I don't know what's inside the Free List in LMDB, but I can only assume it's closed to what we have in Mavibot. Let me explain what we do (or will do !) in Mavibot, and what data structure we use for that.
We have 2 special b-trees to manage the other b-trees : - the btreeOfBtrees (BOB) which contain information about every version of btree still in use (ie, if a search is holding rev N, then BOB will hold btree N). - the copiedPagesBtree (CPB) store an nformation of every copied pages, associated with the revision which copied the page.
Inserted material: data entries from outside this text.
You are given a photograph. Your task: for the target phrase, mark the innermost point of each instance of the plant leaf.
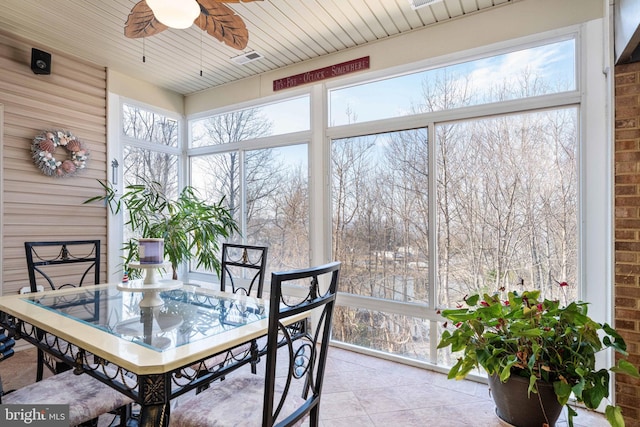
(614, 416)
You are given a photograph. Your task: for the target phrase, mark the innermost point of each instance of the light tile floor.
(367, 391)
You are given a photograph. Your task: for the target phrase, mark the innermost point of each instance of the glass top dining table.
(160, 351)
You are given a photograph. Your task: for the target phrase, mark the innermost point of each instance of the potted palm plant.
(540, 344)
(190, 227)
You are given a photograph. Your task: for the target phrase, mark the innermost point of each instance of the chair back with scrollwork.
(301, 352)
(243, 268)
(53, 265)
In fact, we store a tuple <rev, list of copied pages>
We also maintain a list of free pages (and here, free pages mean pages that can be immediately reclaimed when we need some new page)
My guess is that the Free List is somehow a combinaison of the free pages list and the CPB b-tree we have in Mavibot.
At this point, the mechanism we foresee for pages release is the following : - every copied root page can be release immediately, if no search is using the revision (or, better said, when a search is completed, and no other search is using the revision, we can release the root page if it has been copied). This is very basic, as no other search will ever use this page. - for other copied pages, it's slightly more complex. When we release a search, and if the associated revision has not any more search associated, then we can do some cleanup. We will brows the CPB b-tree backward until we find a revision which is hold by a search request. Every elements found during the CPB browse can now be processed. If a page in this set of pages has been copied, we can safely remove the copied page, it's not in use anymore.
So if we have these elements in the CPB, when we release N and when the closest oldest search is N-3 :
rev(N) -> {p100, p120, p145} rev(N-1) -> {p99, p145} rev(N-2) -> {p45, p120, p145} rev(N-3) -> {p99, p100, p111, p145}
we can see that p145 has been copied twice, and p120 once. We can release both p145(N-1,N-2) pages, and p120(N-2) safely. OTOH, p100(N) is still in use by N-3, so we have to keep it (but it will be removed if any N+x revision is copying it)
What is needed at this point is to have a unique id for each page (and this id should remain when we copy a page), and a way to keep the tuple <rev, copied pages>. The algorithm is linear (O(n log(m) ) where n is the number of revisions between the released one and the closest oldest revision in use, and log(m) represent the number of copied pages for each revision : it's likely to be the height of the tree)
I don't know how it fits with LMDB implementation, I just wanted to give you an insight on what we are working on. Hope it helps.